Learn what to do when an Apache Spark job fails with a maxResultSize exception.

Written by Adam Pavlacka

Last published at: May 11th, 2022

Problem

A Spark job fails with a maxResultSize exception:

org.apache.spark.SparkException: Job aborted due to stage failure: Total size of serialized

results of XXXX tasks (X.0 GB) is bigger than spark.driver.maxResultSize (X.0 GB)

Cause

This error occurs because the configured size limit was exceeded. The size limit applies to the total serialized results for Spark actions across all partitions. The Spark actions include actions such as collect() to the driver node, toPandas(), or saving a large file to the driver local file system.

Solution

In some situations, you might have to refactor the code to prevent the driver node from collecting a large amount of data. You can change the code so that the driver node collects a limited amount of data or increase the driver instance memory size. For example you can call toPandas with Arrow enabled or writing files and then read those files instead of collecting large amounts of data back to the driver.

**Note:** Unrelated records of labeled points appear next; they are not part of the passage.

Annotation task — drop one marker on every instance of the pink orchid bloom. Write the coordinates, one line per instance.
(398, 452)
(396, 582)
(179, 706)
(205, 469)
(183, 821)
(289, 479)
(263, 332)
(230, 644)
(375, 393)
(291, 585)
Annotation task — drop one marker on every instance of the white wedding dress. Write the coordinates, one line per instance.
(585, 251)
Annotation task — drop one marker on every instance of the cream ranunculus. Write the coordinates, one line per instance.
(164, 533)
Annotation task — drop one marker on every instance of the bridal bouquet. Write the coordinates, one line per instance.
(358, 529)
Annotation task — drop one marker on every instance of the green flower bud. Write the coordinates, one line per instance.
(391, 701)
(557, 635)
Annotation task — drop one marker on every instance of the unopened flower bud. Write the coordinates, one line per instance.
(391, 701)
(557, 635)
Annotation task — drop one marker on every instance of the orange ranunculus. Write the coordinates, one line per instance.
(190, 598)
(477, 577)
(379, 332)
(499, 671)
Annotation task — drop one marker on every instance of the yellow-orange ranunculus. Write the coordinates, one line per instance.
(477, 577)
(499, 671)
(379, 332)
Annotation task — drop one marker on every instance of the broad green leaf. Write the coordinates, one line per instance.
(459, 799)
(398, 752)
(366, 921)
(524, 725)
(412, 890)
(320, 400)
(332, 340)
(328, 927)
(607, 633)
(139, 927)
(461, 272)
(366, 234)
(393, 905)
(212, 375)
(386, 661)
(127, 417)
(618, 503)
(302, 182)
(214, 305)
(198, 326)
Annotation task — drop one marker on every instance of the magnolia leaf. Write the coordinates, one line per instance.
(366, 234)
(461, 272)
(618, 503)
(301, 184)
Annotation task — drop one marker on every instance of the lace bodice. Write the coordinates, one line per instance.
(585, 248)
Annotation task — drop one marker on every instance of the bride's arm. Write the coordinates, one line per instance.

If absolutely necessary you can set the property spark.driver.maxResultSize to a value <X>g higher than the value reported in the exception message in the cluster Spark config (AWS | Azure):

spark.driver.maxResultSize <X>g

The default value is 4g. For details, see Application Properties.

If you set a high limit, out-of-memory errors can occur in the driver (depending on spark.driver.memory and the memory overhead of objects in the JVM). Set an appropriate limit to prevent out-of-memory errors.